The present case suggests that the development of fibrous hyperplasia may be due to microtrauma caused by eruption of the tooth 14 and chronic low-grade irritation to the gingival tissues from the neonatal tooth.15 The mass was excised due to its gradual increase in size and difficulty in feeding. The clinician should assess the risk of haemorrhage due to the hypoprothrombinaemia commonly present in new-borns. In our case, haematological examinations including clotting profile was done and since patient was 10 months old vitamin K was not recommended. Early diagnosis and treatment of these teeth are of utmost importance due to risk of aspiration, irritation and trauma to soft tissues and even conciliate child’s ability to feed which may result in nutritional deficiency in infant.
Conclusion
‘Natal and Neonatal teeth’ is a rare occurrence allied with complications like Riga-fade disease and nursing problems. Nowa-days these teeth are of prodigious concern to parents as well as health professionals because of negation of child to feed due to pain connected with suckling and the risk of aspiration and being swallowed during nursing because of their great mobility.
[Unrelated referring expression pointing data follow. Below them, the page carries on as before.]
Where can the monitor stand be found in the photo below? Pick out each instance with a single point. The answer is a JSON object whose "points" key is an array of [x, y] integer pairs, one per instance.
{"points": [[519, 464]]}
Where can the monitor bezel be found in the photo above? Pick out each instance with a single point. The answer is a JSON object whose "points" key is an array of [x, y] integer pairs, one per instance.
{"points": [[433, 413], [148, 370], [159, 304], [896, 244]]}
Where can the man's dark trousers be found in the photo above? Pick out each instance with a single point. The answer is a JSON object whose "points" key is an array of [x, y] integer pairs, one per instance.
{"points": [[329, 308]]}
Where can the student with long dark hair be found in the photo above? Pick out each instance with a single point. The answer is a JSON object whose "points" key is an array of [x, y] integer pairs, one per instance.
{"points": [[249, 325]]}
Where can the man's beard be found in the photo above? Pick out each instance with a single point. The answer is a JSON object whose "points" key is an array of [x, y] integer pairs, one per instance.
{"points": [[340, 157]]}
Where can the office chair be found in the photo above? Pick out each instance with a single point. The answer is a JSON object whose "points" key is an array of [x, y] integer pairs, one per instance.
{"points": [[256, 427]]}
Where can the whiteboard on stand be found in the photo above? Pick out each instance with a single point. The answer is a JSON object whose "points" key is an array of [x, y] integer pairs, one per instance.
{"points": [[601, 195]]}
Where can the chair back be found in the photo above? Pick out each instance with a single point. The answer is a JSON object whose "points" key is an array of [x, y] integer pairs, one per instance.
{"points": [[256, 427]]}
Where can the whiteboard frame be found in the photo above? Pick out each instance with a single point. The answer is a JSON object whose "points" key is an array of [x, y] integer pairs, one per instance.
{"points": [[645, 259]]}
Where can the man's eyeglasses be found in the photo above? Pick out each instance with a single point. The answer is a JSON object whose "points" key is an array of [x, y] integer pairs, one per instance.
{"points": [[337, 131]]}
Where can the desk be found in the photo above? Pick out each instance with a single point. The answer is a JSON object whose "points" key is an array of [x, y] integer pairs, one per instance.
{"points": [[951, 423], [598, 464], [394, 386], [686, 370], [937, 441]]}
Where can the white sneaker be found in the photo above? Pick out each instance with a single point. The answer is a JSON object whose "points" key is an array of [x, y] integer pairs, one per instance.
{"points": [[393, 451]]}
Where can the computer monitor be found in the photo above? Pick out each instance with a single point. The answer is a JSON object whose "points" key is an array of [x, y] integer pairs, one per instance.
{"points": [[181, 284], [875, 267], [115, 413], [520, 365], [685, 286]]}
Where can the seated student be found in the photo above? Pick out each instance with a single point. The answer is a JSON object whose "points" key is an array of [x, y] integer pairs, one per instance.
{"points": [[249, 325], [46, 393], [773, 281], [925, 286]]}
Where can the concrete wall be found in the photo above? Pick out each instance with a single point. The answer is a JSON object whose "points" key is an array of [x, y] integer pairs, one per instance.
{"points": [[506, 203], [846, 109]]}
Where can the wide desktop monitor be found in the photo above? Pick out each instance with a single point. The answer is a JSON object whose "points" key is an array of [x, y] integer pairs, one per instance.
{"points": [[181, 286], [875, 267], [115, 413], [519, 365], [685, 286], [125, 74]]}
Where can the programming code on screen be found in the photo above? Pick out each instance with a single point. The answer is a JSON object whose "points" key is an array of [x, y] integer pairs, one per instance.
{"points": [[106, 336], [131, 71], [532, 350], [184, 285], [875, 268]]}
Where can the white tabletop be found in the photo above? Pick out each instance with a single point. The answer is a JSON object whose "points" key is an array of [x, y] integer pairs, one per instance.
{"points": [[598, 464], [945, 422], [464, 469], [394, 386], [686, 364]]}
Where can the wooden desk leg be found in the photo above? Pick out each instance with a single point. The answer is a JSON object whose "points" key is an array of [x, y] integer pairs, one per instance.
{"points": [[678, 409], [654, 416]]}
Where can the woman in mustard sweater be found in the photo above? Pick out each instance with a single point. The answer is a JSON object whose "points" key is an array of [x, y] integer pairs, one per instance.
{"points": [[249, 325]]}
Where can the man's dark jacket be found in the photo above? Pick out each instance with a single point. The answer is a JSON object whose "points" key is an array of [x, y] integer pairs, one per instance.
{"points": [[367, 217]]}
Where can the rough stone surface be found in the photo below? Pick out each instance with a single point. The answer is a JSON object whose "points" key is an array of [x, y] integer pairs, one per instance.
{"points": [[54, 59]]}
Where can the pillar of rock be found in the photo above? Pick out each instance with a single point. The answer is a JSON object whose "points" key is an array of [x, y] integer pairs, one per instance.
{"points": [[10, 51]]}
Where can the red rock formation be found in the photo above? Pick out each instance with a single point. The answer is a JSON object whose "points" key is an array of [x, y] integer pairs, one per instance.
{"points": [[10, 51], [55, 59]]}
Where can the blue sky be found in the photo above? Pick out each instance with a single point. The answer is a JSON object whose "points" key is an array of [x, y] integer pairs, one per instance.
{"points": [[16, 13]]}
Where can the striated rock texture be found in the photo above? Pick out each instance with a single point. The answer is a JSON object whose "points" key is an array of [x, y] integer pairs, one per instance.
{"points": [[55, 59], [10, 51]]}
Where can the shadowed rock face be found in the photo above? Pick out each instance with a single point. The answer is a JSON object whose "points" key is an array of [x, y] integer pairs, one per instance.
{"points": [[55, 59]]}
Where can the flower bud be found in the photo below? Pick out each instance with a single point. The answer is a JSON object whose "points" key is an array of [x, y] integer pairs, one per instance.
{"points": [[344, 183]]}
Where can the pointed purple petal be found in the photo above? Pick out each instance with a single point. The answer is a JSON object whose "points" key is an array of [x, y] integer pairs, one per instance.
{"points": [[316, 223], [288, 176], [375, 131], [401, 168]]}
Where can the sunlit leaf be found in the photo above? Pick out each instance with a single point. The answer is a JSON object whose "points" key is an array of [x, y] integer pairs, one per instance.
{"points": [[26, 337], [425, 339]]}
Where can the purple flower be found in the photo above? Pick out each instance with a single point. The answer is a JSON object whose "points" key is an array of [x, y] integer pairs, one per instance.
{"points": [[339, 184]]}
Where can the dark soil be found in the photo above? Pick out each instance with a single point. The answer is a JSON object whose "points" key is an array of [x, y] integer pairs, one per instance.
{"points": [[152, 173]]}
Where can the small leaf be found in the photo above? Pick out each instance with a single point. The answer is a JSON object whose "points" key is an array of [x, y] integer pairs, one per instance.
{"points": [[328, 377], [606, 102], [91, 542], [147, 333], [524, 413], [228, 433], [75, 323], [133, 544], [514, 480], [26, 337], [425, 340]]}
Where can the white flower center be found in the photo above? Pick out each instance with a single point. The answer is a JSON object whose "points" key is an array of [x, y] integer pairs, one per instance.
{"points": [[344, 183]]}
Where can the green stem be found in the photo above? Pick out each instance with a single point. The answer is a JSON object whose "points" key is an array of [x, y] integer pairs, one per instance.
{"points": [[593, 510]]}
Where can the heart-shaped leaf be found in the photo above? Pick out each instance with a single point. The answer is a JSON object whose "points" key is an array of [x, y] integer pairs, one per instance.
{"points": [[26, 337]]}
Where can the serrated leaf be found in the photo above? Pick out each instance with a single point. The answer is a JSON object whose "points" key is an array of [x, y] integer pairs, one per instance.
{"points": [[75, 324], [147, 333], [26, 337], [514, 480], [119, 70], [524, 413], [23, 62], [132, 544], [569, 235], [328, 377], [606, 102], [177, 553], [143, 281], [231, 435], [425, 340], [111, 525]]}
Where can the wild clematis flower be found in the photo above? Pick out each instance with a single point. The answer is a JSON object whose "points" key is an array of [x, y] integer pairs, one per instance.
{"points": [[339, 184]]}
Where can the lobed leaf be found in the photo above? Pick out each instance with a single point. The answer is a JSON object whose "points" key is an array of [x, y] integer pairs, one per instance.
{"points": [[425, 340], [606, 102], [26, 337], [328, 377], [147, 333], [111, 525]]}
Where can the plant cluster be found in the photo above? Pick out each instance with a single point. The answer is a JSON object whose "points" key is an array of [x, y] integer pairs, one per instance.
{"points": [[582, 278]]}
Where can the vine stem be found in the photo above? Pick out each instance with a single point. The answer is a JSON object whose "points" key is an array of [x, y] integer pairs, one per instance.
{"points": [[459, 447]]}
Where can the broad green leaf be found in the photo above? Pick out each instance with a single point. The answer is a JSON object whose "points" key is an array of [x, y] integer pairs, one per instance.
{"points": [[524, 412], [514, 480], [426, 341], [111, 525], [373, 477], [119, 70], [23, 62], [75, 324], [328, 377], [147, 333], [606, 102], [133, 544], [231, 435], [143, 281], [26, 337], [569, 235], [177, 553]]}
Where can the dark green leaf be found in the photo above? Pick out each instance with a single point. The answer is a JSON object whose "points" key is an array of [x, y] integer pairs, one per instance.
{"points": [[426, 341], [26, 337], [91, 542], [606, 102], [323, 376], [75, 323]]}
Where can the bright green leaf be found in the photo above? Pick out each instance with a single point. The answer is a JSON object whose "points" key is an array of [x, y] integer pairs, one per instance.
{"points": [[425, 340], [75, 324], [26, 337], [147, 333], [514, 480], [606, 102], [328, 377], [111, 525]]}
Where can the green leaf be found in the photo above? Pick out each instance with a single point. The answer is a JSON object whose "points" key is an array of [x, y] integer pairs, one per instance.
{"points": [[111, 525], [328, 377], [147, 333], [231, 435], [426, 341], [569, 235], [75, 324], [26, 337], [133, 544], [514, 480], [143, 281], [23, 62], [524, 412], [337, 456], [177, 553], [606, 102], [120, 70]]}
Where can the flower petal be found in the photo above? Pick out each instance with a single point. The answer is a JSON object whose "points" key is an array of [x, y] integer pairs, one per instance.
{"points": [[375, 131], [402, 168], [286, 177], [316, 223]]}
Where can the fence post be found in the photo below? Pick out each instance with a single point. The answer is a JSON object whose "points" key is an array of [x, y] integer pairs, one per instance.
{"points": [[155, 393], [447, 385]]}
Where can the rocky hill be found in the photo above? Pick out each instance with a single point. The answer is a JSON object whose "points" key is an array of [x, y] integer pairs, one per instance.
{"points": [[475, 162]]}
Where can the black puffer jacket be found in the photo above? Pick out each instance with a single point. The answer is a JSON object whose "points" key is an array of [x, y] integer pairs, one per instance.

Hence, to avoid any complications, early diagnosis and adequate treatment should be of primary concern in the management of natal and neonatal teeth. A detailed oral examination of the new born should always be carried out, and if diagnosed with neonatal tooth, appropriate treatment is necessary for the furtherance of the infant. Parental counselling and proper follow ups are needed for supervising the development of the dentition.